Expositions

Vie sur terre

Du 15 avril 2016 au 8 mai 2016

Son travail actuel s’articule sur un rapprochement à l’illustration typiquement liée à la bande dessinée, bien que sans phylactère, et pour laquelle l’inspiration provient majoritairement de deux sources : d’une part l’inscription dans le sillon des dessinateurs avant-gardistes qui ont rompu avec les traditions du genre, devenant plus artistiques ou plus expérimentaux (l’artiste se  réfère ici à la bande dessinée européenne plutôt qu’aux « comics » américains), et d’autre part, une recherche plus méticuleuse de la ligne.

 L’exposition Vie sur terre propose de confronter les visiteurs avec leurs définitions personnelles, leurs limites propres de ce qu’est la vie, la terre, le normal. Cette confrontation s’articule sur trois axes principaux qui s’entrecoupent, soit la rupture du format de présentation, la matérialité et les termes abordés. Tout d’abord, le genre d’illustration qui forme le projet d’exposition ici présenté est typiquement confiné aux livres, et notamment à un type de livres encore plus spécialisé, soit la bande dessinée. L’intention de Gonza Meza est de sortir de ce format de diffusion, rompant avec l’usuel, afin de contribuer à mettre en lumière un art (le 9e) souvent considéré mineur, et pourtant facile d’approche.

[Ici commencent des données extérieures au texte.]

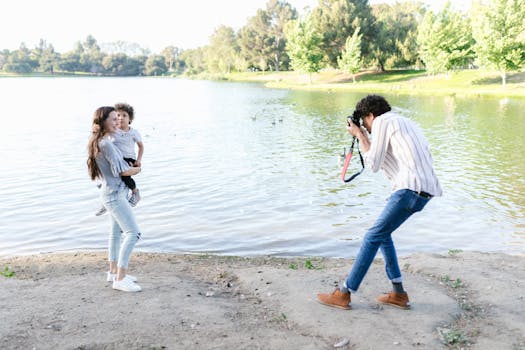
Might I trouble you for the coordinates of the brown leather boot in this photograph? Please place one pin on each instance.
(335, 299)
(399, 300)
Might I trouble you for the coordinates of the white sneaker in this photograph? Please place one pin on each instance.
(134, 198)
(101, 211)
(112, 276)
(126, 285)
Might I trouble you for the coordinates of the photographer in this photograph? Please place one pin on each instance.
(398, 148)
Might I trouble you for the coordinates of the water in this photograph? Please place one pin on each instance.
(235, 168)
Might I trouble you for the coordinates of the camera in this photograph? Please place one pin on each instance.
(355, 118)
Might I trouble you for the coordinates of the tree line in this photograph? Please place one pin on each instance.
(349, 35)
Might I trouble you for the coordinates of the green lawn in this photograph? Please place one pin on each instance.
(466, 82)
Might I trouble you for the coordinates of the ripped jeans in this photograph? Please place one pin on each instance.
(124, 229)
(400, 206)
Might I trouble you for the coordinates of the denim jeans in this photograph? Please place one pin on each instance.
(400, 206)
(124, 229)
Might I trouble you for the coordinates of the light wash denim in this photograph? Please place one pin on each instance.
(124, 229)
(400, 206)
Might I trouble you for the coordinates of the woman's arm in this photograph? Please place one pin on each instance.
(140, 145)
(134, 170)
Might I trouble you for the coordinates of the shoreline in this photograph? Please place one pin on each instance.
(474, 83)
(61, 301)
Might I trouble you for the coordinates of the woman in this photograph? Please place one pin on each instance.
(106, 163)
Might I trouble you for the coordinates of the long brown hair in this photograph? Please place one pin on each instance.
(97, 133)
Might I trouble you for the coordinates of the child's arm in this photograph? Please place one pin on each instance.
(138, 162)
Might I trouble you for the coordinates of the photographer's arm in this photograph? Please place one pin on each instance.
(134, 170)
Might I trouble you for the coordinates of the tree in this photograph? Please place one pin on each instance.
(155, 65)
(396, 25)
(122, 65)
(19, 61)
(279, 14)
(445, 40)
(47, 57)
(129, 48)
(303, 46)
(350, 60)
(91, 56)
(223, 51)
(171, 56)
(499, 30)
(337, 20)
(194, 60)
(262, 40)
(254, 41)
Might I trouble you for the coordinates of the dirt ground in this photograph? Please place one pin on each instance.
(459, 300)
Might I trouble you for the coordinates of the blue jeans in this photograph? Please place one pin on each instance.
(400, 206)
(122, 224)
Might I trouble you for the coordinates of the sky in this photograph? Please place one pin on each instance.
(153, 24)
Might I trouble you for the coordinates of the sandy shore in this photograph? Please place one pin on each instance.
(61, 301)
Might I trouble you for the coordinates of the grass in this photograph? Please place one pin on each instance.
(7, 272)
(452, 336)
(452, 283)
(474, 83)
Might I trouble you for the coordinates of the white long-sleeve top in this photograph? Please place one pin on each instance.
(399, 148)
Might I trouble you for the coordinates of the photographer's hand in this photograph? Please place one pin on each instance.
(361, 135)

 En deuxième lieu, l’exposition amène les observateurs littéralement en voyage, autant en termes physiques par le chemin créé dans l’espace pour différencier les trois parties de l’exposition, qu’en termes conceptuels par la multiplicité des situations qui sont illustrées. Un mélange de moments pacifiques, silencieux, curieux jusqu’à des visions parfois violentes et au sens obscur.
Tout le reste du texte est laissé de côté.